Duncan first sought help at the hospital on Sept. 25 and was sent home several hours later with antibiotics rather than being observed further, even though he told a nurse he had recently returned from West Africa, where an Ebola outbreak has killed nearly 4,000 people.
About two days after that, he returned to the same hospital by ambulance and was placed in an isolation unit. He died on Wednesday after being attached to a ventilator and a dialysis machine. The hospital said he was 45.
The hospital said his heart stopped and Duncan "had expressed his wishes to his attending physician that the care team should not perform chest compressions, defibrillation or cardioversion to prolong his life."

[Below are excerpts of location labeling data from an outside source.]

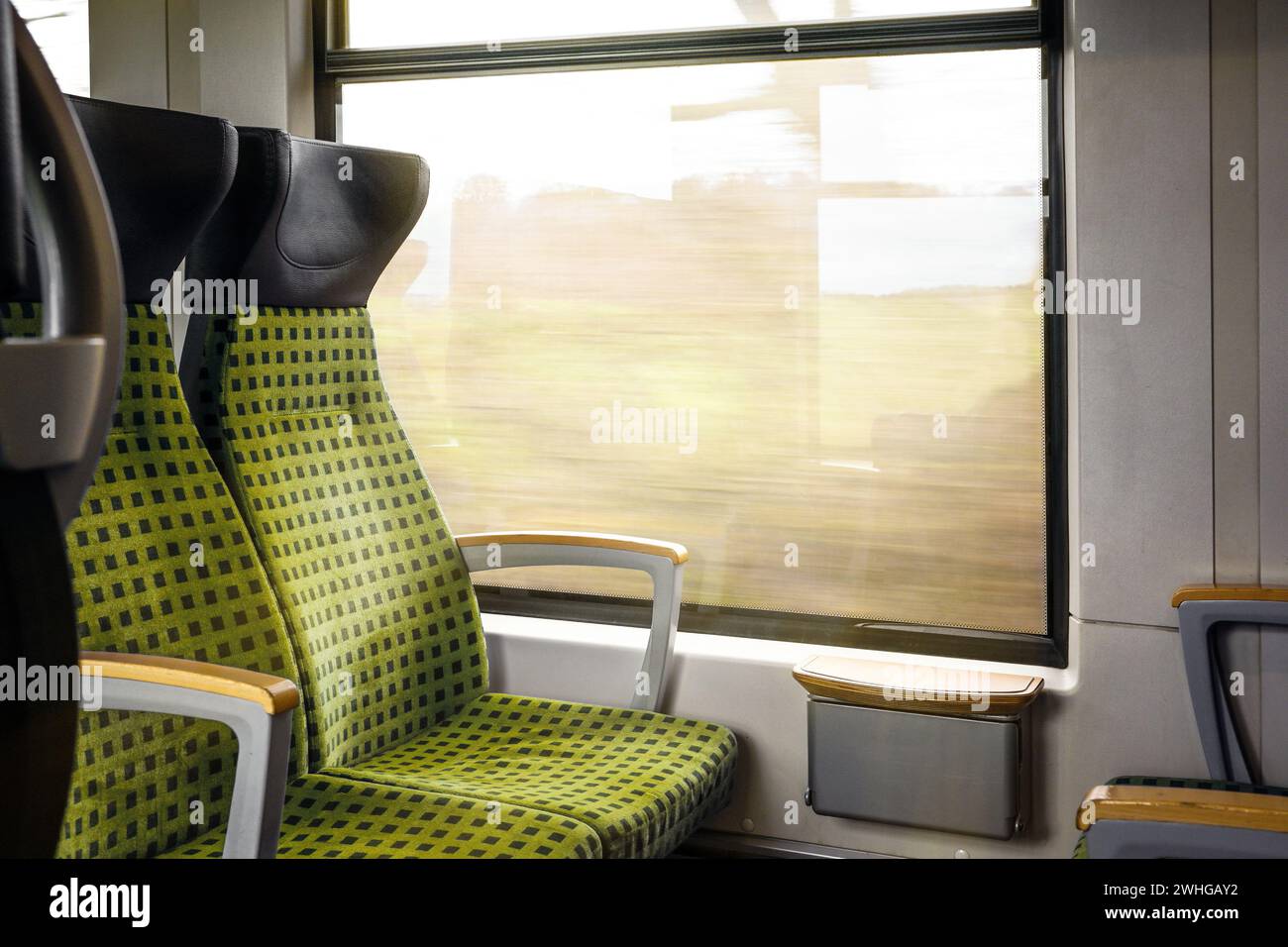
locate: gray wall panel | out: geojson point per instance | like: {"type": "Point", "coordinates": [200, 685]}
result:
{"type": "Point", "coordinates": [1144, 392]}
{"type": "Point", "coordinates": [1234, 291]}
{"type": "Point", "coordinates": [1273, 248]}
{"type": "Point", "coordinates": [128, 52]}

Civil rights activist Jesse Jackson said during a visit to Dallas for the case that Duncan was initially discharged because he was poor, black and without insurance. Duncan's fiancée asked for a full investigation regarding his care.
Dr. Craig Smith, medical director for infectious disease at University Hospital in Augusta, Georgia, said Ebola, like any disease, was easier to beat the sooner it was treated.
After he was admitted, a team of more than 50 people cared for him and an entire 24-bed intensive care unit was secured and dedicated to Duncan's care, the hospital said.
"The treatment area remains sealed and is being aggressively decontaminated," it said.
An experimental drug called ZMapp, a cocktail of three antibodies that has been used on American patients infected with Ebola while in West Africa, was not used on Duncan because it was not available, the hospital said.
A serum transfusion used on an Ebola patient airlifted from West Africa to a hospital in Nebraska was not used on Duncan either because his blood type did not match the treatment.
"The nurses, doctors, and team who cared for him, as well as the entire Texas Health Presbyterian Hospital Dallas community, grieve the loss of Mr. Duncan," the hospital said.